Diese Version bestreitet Mülayim Huseyin. Er wurde am Freitag verhaftet, nach der Feststellung seiner Personalien noch am Abend wieder freigelassen. Für ihn stellte sich das Geschehen anders dar: „Ich stand in einer Menschenkette Brust an Brust mit der Polizei. Meine Arme waren eingeklemmt, und ich hatte auch gar keine Möglichkeit, jemanden zu treten oder gar in die Menge zu zerren, wie die Polizei behauptet.“

Polizeisprecher Peter König erklärte der taz die Gründe für den Polizeieinsatz folgendermaßen: Die zwei Hundertschaften, darunter rund hundert Bundesgrenzschützer, wären nicht etwa eingesetzt worden, um die Teilnehmer der Kundgebung vor rechten Gewalttätern zu schützen. Mit deren Erscheinen habe an diesem Tag niemand gerechnet, so König. Es habe aber Gerüchte gegeben, daß der Abtransport der Särge verhindert werden solle. Unverständlich nur, daß die Polizei die Charterhalle absperrte.
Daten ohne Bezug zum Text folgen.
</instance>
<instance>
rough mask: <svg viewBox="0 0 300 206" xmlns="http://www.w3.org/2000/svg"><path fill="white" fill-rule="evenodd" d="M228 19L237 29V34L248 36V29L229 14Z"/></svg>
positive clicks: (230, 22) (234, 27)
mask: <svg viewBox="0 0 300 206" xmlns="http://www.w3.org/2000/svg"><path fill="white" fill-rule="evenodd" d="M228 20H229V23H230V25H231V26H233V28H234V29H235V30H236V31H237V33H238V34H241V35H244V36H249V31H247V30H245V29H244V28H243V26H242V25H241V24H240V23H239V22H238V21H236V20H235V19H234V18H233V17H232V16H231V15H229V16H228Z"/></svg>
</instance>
Denn die Särge befanden sich nicht an diesem Ort, sondern im sogenannten Geschäftsfliegerzentrum. „Die Eskalationen entzündeten sich an der Sperrung der Charterhalle durch die Polizeikräfte“, bestätigte König. Nur zwei Schlagstockeinsätze habe es gegeben, einen an der Absperrung vor der Halle, einen weiteren bei einer Festnahme. Aber:„Ich kann nicht ausschließen, daß Herr Arslan (Vater der Toten) geschlagen worden ist.“ Die Polizeidirektion Ost, die den Einsatz leitete, werde das klären.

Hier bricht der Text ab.